Artemisinin resistance spreading through Southeast Asia
Artemisinin resistance has developed in Plasmodium falciparum in border regions of Southeast Asia, according to a report in The New England Journal of Medicine.
The same region, the Cambodia-Thailand border, is where resistance to other first-line malaria drugs first emerged, according to the report. However, there was no sign of artemisinin resistance in the three sites in Africa involved in the study.
“It may still be possible to prevent the spread of artemisinin-resistant malaria parasites across Asia and then to Africa by eliminating them, but that window of opportunity is closing fast,” Nicholas White, FRS, of the Mahidol Oxford Tropical Medicine Research Unit and professor of tropical medicine at the University of Oxford, said in a press release. “Conventional malaria control approaches won’t be enough. We will need to take more radical action and make this a global public health priority, without delay.”
As part of the Tracking Resistance to Artemisinin Collaboration (TRAC), White and colleagues analyzed blood samples from 1,241 adults and children with acute, uncomplicated falciparum malaria who enrolled in an open-label trial from May 2011 to April 2013. The patients received artesunate for 3 days, followed by a 3-day course of artemisinin-based combination therapy. The researchers evaluated the parasite counts in the blood samples and determined the clearance half-lives.
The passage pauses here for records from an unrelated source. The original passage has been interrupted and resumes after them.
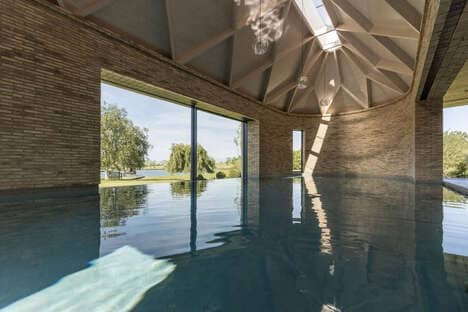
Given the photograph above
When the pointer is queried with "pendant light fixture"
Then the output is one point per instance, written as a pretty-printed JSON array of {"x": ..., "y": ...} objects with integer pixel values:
[
  {"x": 303, "y": 80},
  {"x": 261, "y": 43}
]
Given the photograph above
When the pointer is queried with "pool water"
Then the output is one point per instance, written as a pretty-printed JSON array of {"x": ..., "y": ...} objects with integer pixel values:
[{"x": 285, "y": 244}]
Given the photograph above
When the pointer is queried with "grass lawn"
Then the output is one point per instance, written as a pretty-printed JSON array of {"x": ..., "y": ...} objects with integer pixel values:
[{"x": 168, "y": 178}]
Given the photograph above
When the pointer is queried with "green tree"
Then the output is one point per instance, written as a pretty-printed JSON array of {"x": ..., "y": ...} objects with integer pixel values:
[
  {"x": 179, "y": 160},
  {"x": 455, "y": 151},
  {"x": 297, "y": 160},
  {"x": 124, "y": 146}
]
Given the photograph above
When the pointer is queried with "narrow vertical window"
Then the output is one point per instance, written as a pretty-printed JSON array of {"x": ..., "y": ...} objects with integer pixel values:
[{"x": 297, "y": 151}]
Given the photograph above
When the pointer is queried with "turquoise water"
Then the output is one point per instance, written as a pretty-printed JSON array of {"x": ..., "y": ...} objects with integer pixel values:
[{"x": 321, "y": 244}]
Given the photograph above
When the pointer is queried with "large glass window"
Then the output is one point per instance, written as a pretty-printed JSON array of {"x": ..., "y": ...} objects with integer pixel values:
[
  {"x": 145, "y": 139},
  {"x": 219, "y": 138},
  {"x": 142, "y": 137}
]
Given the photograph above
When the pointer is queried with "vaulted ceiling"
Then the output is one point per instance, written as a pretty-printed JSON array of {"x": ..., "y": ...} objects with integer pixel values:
[{"x": 373, "y": 66}]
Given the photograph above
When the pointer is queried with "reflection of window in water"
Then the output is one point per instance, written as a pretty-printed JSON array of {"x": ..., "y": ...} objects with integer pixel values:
[{"x": 119, "y": 203}]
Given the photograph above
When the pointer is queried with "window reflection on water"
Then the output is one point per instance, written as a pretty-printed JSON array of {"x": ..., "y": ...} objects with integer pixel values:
[{"x": 255, "y": 245}]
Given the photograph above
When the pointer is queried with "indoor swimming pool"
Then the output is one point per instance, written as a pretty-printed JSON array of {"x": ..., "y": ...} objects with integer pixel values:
[{"x": 283, "y": 244}]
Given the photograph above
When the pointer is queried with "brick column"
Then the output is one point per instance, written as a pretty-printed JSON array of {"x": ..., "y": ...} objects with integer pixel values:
[{"x": 428, "y": 141}]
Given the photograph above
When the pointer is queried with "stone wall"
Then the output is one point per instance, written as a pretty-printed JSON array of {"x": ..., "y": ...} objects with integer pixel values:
[{"x": 50, "y": 74}]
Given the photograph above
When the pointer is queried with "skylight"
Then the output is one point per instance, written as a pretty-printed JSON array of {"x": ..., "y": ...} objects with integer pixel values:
[{"x": 320, "y": 22}]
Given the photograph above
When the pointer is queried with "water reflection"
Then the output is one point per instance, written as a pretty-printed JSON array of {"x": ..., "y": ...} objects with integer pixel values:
[{"x": 259, "y": 245}]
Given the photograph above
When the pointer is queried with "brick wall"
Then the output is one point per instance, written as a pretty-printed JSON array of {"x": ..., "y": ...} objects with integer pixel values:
[{"x": 50, "y": 72}]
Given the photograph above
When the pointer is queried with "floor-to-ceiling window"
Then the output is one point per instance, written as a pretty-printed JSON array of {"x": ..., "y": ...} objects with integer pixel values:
[
  {"x": 146, "y": 139},
  {"x": 297, "y": 150},
  {"x": 221, "y": 139},
  {"x": 455, "y": 142}
]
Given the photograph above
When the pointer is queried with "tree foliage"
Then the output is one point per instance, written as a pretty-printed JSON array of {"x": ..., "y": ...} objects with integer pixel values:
[
  {"x": 455, "y": 151},
  {"x": 124, "y": 146},
  {"x": 180, "y": 158},
  {"x": 297, "y": 160}
]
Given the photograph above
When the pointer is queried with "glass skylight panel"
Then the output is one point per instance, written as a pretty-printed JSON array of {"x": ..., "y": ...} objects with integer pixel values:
[
  {"x": 320, "y": 22},
  {"x": 330, "y": 40}
]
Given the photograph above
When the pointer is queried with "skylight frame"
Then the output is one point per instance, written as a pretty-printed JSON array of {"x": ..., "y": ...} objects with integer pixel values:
[{"x": 320, "y": 21}]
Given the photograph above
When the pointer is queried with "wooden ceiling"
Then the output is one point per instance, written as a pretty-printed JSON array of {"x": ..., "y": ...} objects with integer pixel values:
[
  {"x": 374, "y": 65},
  {"x": 457, "y": 94}
]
The study took place at 15 sites in 10 countries: seven in Asia and three in Africa. The median parasite clearance half-lives varied, ranging from 1.8 hours in the Democratic Republic of Congo to 7 hours at the Thailand-Cambodia border. Slow-clearing infections were associated with a mutation on the P. falciparum kelch 13 gene, which was detected from southern Vietnam up to central Myanmar. Those with slow parasite clearance also had higher incidence of pre- and post-treatment gametocytemia, and thus more transmission potential.
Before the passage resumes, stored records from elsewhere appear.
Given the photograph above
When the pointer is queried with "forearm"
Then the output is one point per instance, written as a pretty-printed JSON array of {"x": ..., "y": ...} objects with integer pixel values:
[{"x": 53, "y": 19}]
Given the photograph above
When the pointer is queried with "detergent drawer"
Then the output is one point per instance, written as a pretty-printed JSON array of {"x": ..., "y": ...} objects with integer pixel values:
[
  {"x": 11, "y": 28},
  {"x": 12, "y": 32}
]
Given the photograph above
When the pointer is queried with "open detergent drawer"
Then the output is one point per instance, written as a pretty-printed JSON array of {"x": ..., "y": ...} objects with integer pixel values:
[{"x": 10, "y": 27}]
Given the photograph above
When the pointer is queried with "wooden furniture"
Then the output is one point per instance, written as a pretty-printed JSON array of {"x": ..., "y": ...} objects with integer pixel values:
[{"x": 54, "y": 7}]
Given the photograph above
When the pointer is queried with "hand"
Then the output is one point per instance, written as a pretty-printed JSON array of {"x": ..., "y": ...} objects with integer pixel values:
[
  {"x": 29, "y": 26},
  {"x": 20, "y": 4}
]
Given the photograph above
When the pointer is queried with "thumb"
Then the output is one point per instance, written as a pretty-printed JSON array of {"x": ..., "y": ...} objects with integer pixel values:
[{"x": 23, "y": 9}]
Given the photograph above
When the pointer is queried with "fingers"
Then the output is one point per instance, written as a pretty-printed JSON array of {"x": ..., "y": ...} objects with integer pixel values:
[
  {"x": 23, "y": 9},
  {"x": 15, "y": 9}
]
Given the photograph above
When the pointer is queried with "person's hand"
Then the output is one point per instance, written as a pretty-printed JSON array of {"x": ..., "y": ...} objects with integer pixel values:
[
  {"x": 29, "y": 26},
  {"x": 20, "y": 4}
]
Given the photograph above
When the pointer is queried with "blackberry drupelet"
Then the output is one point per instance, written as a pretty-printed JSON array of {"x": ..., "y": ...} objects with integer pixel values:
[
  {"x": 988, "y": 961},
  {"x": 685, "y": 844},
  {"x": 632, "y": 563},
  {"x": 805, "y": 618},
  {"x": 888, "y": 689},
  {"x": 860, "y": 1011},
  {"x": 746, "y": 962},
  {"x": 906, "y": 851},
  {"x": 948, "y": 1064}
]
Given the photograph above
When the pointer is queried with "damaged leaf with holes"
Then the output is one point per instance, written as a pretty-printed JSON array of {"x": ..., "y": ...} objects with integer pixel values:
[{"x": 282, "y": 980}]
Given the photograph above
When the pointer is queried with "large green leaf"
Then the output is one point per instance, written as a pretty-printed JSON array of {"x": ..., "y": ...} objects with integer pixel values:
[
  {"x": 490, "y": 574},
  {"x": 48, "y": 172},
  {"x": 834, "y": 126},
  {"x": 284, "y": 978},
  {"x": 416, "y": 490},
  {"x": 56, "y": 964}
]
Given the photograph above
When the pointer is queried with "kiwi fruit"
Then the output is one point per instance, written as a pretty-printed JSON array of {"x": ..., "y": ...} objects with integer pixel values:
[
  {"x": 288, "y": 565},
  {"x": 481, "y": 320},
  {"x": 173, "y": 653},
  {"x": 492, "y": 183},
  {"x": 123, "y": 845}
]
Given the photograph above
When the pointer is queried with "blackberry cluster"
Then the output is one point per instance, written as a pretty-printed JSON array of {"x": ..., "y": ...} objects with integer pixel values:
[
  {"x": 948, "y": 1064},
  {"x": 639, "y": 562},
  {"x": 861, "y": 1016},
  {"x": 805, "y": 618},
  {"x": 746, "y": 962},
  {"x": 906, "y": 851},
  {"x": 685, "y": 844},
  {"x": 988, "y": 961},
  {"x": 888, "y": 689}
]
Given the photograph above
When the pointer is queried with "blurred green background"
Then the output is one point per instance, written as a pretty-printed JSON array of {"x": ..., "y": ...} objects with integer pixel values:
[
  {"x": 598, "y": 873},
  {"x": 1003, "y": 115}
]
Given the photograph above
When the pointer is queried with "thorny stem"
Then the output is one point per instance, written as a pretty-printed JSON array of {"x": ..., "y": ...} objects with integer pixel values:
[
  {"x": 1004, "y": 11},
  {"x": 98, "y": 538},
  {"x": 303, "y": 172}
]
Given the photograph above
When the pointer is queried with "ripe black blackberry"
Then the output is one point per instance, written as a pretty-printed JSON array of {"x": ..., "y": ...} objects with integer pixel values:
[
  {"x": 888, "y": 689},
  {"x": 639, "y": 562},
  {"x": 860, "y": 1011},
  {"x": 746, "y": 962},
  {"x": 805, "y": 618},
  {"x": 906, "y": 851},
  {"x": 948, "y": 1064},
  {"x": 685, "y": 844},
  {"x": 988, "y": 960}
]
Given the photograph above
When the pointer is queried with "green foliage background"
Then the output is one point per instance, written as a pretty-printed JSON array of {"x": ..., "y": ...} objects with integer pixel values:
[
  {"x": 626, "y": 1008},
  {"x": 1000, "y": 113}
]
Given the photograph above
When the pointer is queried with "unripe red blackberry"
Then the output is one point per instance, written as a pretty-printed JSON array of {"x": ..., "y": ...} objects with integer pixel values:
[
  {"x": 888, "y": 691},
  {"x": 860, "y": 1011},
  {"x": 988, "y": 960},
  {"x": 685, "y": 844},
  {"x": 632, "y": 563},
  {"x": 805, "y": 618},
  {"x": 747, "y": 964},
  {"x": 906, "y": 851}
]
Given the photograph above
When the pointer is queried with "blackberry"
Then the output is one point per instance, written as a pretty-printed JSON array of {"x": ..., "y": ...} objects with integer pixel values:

However, a 6-day course of malaria therapy was associated with a cure rate of 97.7% at 42 days in western Cambodia, one of the areas where artemisinin resistance was found.
“Frontline artemisinin combination treatments are still very effective at curing the majority of patients,” Elizabeth Ashley, MBBS, PhD, the TRAC study lead scientist and a clinical researcher at the Mahidol Oxford Tropical Medicine Research Unit, said in the press release. “But we need to be vigilant as cure rates have fallen in areas where artemisinin resistance is established. Action is needed to prevent the spread of resistance from Myanmar into neighboring Bangladesh and India.”
Disclosure: The researchers report no relevant financial disclosures.